Starker Adipositas-Anstieg bei Jungen – KKH: Gesund ernähren mit Hip-Hopper

Dicke Kinder und Jugendliche sind wegen ihres Körpergewichts häufig Opfer von Hänseleien, Mobbing und Ausgrenzung durch Gleichaltrige. Dabei kämpfen immer mehr junge Menschen mit überflüssigen Kilos, wie Daten der KKH Kaufmännische Krankenkasse zeigen. So stieg der Anteil der 6- bis 18-Jährigen mit krankhaftem Übergewicht von 2008 bis 2023 um rund 28 Prozent, bei Jungen sogar um 40 Prozent. Damit erhielt jeder 19. Heranwachsende im Jahr 2023 die ärztliche Diagnose Adipositas, eine Ernährungs- und Stoffwechselerkrankung mit starkem Übergewicht.

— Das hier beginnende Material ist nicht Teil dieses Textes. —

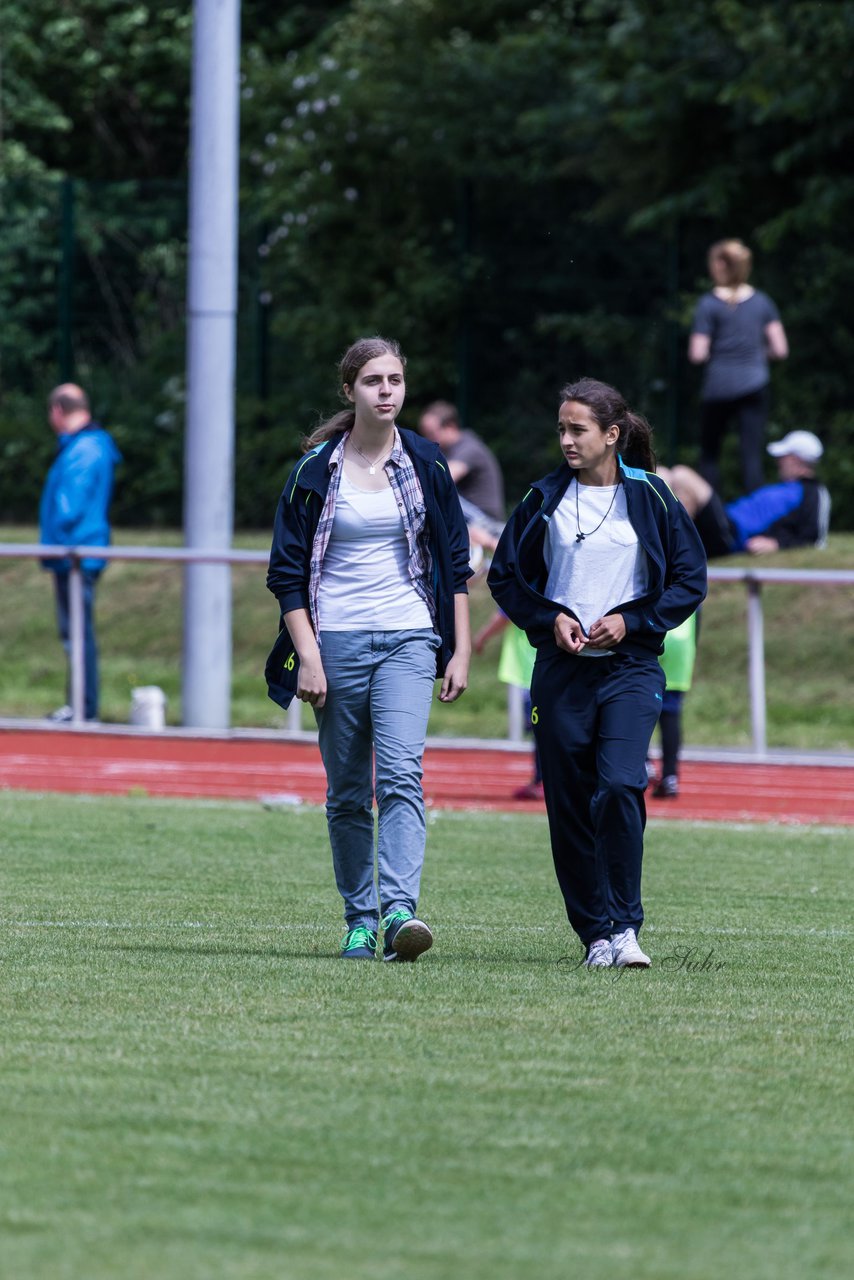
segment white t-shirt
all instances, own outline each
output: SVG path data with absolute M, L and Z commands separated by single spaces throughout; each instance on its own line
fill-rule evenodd
M 344 471 L 320 572 L 320 631 L 408 631 L 430 611 L 410 577 L 403 517 L 391 486 L 357 489 Z
M 576 512 L 577 499 L 577 512 Z M 585 536 L 577 540 L 579 532 Z M 549 600 L 572 609 L 585 631 L 617 604 L 644 595 L 647 553 L 629 521 L 624 485 L 571 480 L 545 530 Z M 581 649 L 581 658 L 606 658 L 612 649 Z

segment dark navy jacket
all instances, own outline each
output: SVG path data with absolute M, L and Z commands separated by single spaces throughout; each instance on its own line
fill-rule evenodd
M 554 644 L 558 613 L 575 617 L 544 594 L 545 530 L 574 475 L 563 462 L 531 486 L 510 517 L 487 579 L 498 605 L 535 648 Z M 629 520 L 649 558 L 649 590 L 609 611 L 621 613 L 626 623 L 626 635 L 613 648 L 652 657 L 662 652 L 666 632 L 689 618 L 705 596 L 705 552 L 690 516 L 663 480 L 627 467 L 622 458 L 620 480 Z
M 437 650 L 437 676 L 443 676 L 456 648 L 453 598 L 467 593 L 466 582 L 471 577 L 469 534 L 456 486 L 438 445 L 414 431 L 398 430 L 424 493 L 437 630 L 442 640 Z M 333 435 L 306 453 L 291 472 L 279 499 L 266 585 L 282 613 L 309 609 L 311 548 L 329 489 L 329 456 L 341 438 L 341 434 Z M 284 620 L 280 620 L 279 637 L 265 668 L 268 694 L 279 707 L 288 707 L 296 692 L 298 664 Z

Zu viele Kalorien und Bewegungsmangel – zwei von vielen Ursachen

Je höher das Gewicht, desto höher ist das Risiko für fatale gesundheitliche Folgen. Denn Adipositas bei Kindern und Jugendlichen erhöht die Gefahr für lebensverkürzende Erkrankungen wie Bluthochdruck, koronare Herzkrankheit, Schlaganfall, bestimmte Krebsarten, Diabetes Typ 2 oder auch Gelenkverschleiß. „Das sind Krankheiten, bei denen wir eigentlich an Erwachsene denken“, sagt Vijitha Sanjivkumar vom Kompetenzteam Medizin der KKH. Und auch die Psyche kann Schaden nehmen: „Fettleibigkeit kann Kinder mitunter in die Isolation treiben – Nährboden für mangelndes Selbstbewusstsein, Einsamkeit, Traurigkeit und Ängste.“ Dies kann dazu beitragen, dass bei manchen Kindern das Frustessen Überhand gewinnt. Vor allem Dickmacher wie Pommes, Fertigpizza, Schokolade und Chips landen auf dem Speiseplan, was die Gewichtsproblematik weiter verschärft. Erschwerend hinzu kommen das immer größere Lebensmittelangebot sowie die Werbung für ungesunde Kinderprodukte. Ein Teufelskreis. Auch sitzt die junge Generation viel zu viel. So verlockend und spannend die Beschäftigung mit Computer, Fernseher und Smartphone in Schule und Freizeit ist: Digitale Medien sind Bewegungsräuber. 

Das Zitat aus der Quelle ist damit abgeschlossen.